With so many ways to be a good parent, it’s easy to let doubt creep in about the effectiveness of your approach. I believe we should let parents raise their children as they feel is right for their family; if it works for you, it’s right for you. But what happens when you’re not sure that what feels right is having any positive effect at all, because that cute but suddenly-beastly kiddo is not the same happy toddler you were parenting a year ago?
I would choose discipline over punishment when navigating tough situations with my daughter, because I think it implies a teachable moment over being purely punitive, but even as I used discipline I felt there was something missing in that approach for me.
I was doing a lot of yelling along with my disciplining. It was exhausting and ineffective. It was noisy and pointless. Every day was feeling like a struggle for me when I yelled. It was constantly loud and tense in my house and despite the added volume, my daughter wasn’t hearing me. I realized I wasn’t truly hearing her, either. What we were missing in my discipline approach was connection.
Peaceful parenting. Mindful parenting. Positive parenting. Call it what you will, but the more I learned about, the more I clicked with this parenting style.
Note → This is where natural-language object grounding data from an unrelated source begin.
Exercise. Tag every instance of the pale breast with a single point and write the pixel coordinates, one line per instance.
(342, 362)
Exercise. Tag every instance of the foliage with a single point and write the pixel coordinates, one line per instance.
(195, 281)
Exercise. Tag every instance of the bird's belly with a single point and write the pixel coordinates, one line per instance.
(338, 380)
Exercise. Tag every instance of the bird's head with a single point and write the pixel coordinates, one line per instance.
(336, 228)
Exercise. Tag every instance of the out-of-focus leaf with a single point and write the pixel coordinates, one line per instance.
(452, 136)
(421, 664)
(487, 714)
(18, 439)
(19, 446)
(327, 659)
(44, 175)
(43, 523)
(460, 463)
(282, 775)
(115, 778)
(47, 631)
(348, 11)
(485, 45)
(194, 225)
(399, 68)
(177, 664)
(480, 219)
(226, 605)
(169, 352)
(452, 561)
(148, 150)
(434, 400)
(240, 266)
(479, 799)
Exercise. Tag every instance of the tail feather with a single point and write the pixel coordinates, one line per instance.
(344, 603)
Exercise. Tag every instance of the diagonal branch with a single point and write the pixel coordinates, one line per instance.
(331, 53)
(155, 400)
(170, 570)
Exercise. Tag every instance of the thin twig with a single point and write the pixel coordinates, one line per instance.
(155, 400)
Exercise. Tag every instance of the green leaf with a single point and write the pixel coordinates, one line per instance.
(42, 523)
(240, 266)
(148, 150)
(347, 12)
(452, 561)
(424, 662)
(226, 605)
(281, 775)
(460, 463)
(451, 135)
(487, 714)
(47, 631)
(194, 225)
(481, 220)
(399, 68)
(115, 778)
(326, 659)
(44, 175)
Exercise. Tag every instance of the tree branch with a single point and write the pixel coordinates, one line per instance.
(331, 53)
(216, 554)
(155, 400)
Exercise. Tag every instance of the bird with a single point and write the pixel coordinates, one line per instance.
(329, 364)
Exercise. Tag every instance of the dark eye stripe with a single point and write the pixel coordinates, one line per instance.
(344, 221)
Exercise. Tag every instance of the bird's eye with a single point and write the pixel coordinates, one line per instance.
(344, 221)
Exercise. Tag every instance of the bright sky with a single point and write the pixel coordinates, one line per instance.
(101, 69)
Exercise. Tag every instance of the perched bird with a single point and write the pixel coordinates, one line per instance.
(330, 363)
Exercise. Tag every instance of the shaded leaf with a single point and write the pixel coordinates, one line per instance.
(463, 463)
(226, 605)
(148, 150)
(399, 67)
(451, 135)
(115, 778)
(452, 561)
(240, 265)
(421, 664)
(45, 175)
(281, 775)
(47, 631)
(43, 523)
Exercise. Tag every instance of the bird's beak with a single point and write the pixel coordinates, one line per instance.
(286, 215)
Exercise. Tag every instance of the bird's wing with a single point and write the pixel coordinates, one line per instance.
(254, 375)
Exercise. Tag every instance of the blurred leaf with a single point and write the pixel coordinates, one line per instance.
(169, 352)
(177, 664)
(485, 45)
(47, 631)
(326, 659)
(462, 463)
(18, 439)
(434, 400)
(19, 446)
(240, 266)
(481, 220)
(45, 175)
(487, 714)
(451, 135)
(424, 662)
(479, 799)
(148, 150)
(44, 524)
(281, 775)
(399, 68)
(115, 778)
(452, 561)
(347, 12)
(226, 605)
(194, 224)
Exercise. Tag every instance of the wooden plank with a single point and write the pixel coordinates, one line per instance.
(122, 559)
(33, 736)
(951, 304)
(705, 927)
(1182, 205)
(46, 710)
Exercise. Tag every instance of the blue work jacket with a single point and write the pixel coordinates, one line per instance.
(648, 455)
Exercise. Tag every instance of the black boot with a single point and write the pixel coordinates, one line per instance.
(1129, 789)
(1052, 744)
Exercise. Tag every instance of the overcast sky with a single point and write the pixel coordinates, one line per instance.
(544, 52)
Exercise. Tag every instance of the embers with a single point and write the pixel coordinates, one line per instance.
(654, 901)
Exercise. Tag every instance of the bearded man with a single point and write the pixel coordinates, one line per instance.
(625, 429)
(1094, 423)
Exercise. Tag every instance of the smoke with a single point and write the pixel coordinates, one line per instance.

I knew I had found what was right for me when I realized I was practicing mindful parenting before I even had the words to describe it. Something I implemented with my daughter awhile back was what she now calls “a few deep breaths.” I had made the decision to stop trying to yell over my daughter’s tantrums and gave up obsessing over appearing “in control” and “in charge” when my daughter was crazy-upset about something. Instead, I decided to wait it out. Let her experience her frustration, or anger, or hurt feelings. Validate that it’s okay to have strong emotions and not have to suppress them. But I wanted her to know that, even through her tantrums, that I was there for her. That I wasn’t going to leave just because she wasn’t her usual happy self. I’d sit, wait it out, and let her know I was there when she needed a hug or was ready to take a few deep breaths. (I later felt validated in my “sit and stay” approach after reading this.)
That’s how the deep breaths began. I’d wait until she was calmer, usually sniffling and wet with tears, when she’d climb into my lap to reconnect after her tantrum. I’d then further calm her down by prompting her to take a few deep breaths, together. It worked wonders. We continued with this. The tantrums didn’t stop; I mean, she is a toddler and, after all, the point wasn’t to stop the tantrums altogether. But we did find our way through them with more ease. Before I knew it, she’d be in the middle of a tantrum, and recognize she wanted to stop but didn’t know how to do it on her own. That’s when she’d call out “a few deep breaths, mommy!!” between sobs.
Now we both know. I’ll be by her side no matter what, with my arms and heart open, ready to accept her, always and through it all. We’ll just take it one day, one breath, at a time.